If a conditional mean is imputed, it is better not to condition on Y. If a
draw is imputed, it is better to condition on Y. The latter is the
approach in multiple imputation, and is recommended. For more discussion
see Little (1992 JASA) Rod Little.

On Thu, 23 May 2002, Craig D. Newgard wrote:

> Constantine,
>       Generally, I agree with your colleague.  The danger in using an outcome
> variable in the imputation process is in creating associations between
> predictors and the outcome that would not be present otherwise.  If this
> occurs (essentially creating confounding variables), your result could be
> biased.  It is difficult to tell whether or not this occurs when the outcome
> is included in the imputation process, as differences in results between the
> non-imputed data and the imputed data could reflect a correction of the bias
> in using data restricted to non-missing values (the non-imputed dataset) or
> bias created from the imputation process, or both.  The simplest way to deal
> with this is to leave out the outcome variable from the imputation process,
> as a benefit in precision may be offset by a loss of validity.
> 
> Craig
> 
> Craig D. Newgard, MD, MPH
> Research Fellow
> Department of Emergency Medicine
> Harbor-UCLA Medical Center
> 1000 West Carson Street, Box 21
> Torrance, CA 90509
> (310)222-3666 (Office)
> (310)782-1763 (Fax)
> [EMAIL PROTECTED]
> 
> 
> -----Original Message-----
> From: [EMAIL PROTECTED] [mailto:[EMAIL PROTECTED]]On
> Behalf Of Constantine Daskalakis
> Sent: Wednesday, May 22, 2002 1:18 PM
> To: [EMAIL PROTECTED]
> Cc: Constantine Daskalakis
> Subject: IMPUTE: imputing covariates
> 
> 
> Hi.
> 
> I have a regression of Y on a bunch of Xs (always observed) and on Z
> (sometimes missing).
> 
> The X's will be used to impute Z. But should Y also be used in imputing Z?
> 
> My reading of the literature suggests that's not a problem and can often be
> a good thing in terms of gaining precision.

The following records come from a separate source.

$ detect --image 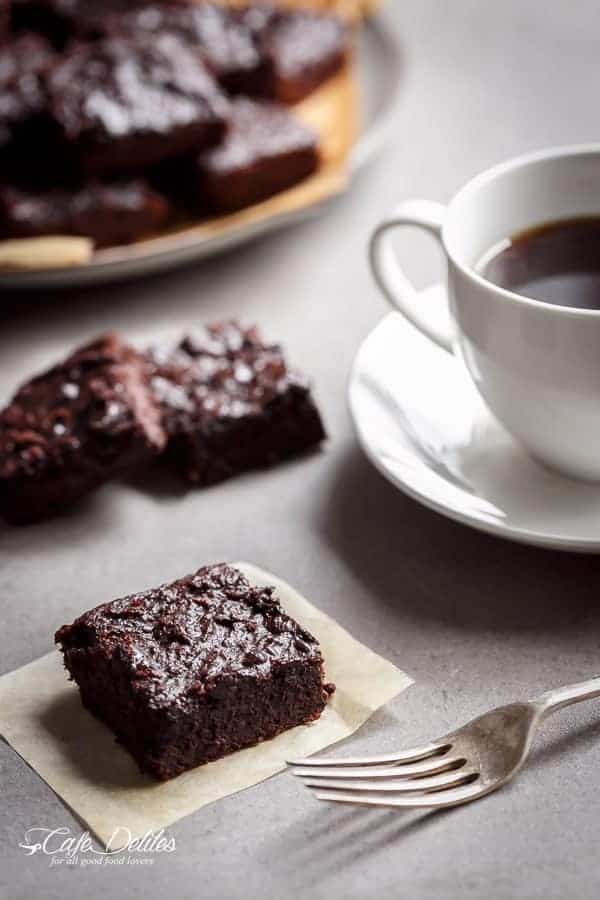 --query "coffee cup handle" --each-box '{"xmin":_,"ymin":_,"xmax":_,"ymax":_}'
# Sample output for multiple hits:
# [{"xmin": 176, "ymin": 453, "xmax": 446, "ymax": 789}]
[{"xmin": 369, "ymin": 200, "xmax": 454, "ymax": 353}]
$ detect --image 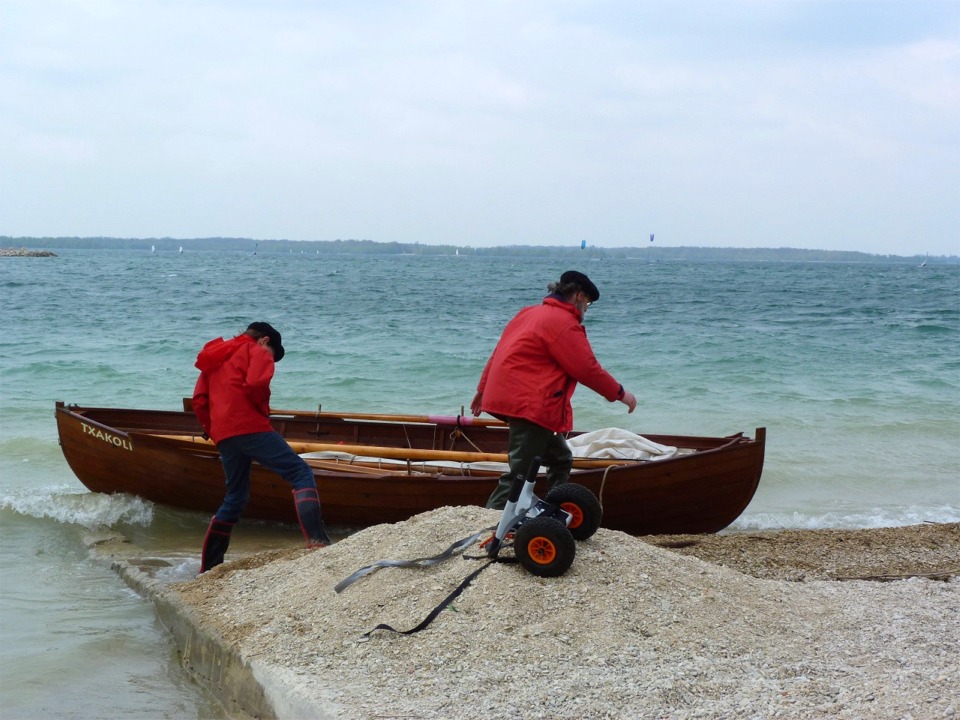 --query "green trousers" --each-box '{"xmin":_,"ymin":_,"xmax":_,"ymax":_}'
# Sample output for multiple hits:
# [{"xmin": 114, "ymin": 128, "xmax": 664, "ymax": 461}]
[{"xmin": 487, "ymin": 418, "xmax": 573, "ymax": 510}]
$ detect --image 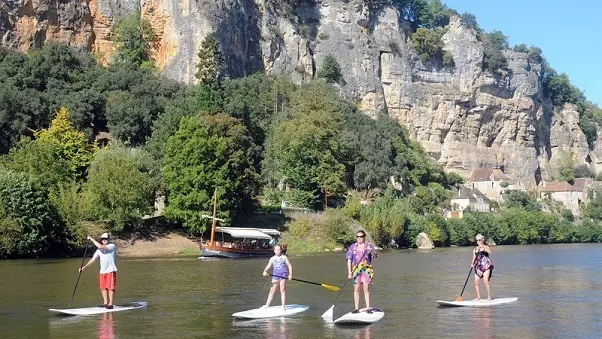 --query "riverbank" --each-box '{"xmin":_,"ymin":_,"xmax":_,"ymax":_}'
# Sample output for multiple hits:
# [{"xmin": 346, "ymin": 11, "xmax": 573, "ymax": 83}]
[{"xmin": 113, "ymin": 232, "xmax": 201, "ymax": 258}]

A colleague argues that using
> the outcome to impute the predictor, will bias the estimated effect of that
> predictor in the main regression model. She argues that, by using Y,
> "you're stacking the deck, so to speak", ie, the imputation determines what
> you'll find out in the main regression model.
> 
> Is there a heuristic response to that concern?

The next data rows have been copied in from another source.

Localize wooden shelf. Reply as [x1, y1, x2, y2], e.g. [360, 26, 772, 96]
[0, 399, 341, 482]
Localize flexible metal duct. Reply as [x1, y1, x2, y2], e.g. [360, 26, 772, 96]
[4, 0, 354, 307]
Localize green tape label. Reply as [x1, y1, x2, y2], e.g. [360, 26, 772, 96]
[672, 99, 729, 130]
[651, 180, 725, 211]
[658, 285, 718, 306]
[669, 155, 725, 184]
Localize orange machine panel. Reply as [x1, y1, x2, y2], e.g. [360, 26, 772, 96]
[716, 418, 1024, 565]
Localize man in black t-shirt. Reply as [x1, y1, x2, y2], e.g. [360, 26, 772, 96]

> (Or, if I'm wrong, please someone correct me!)
> 
> Thanks,
> cd
> 
> PS  Always assuming MAR of Z (ie, missingness of Z does not depend on the
> unobserved Z itself).
> 
> 
> 
> ________________________________________________________________
> 
> Constantine Daskalakis, ScD
> Assistant Professor,
> Biostatistics Section, Thomas Jefferson University,
> 125 S. 9th St. #402, Philadelphia, PA 19107
>     Tel: 215-955-5695
>     Fax: 215-503-3804
>     Email: [EMAIL PROTECTED]
>     Webpage: http://www.kcc.tju.edu/Science/SharedFacilities/Biostatistics
> 
> 
> 
> 
> 

___________________________________________________________________________________
Roderick Little
Richard D. Remington Collegiate Professor                  (734) 936-1003
Department of Biostatistics                          Fax:  (734) 763-2215
U-M School of Public Health                         
M4045 SPH II                            [EMAIL PROTECTED]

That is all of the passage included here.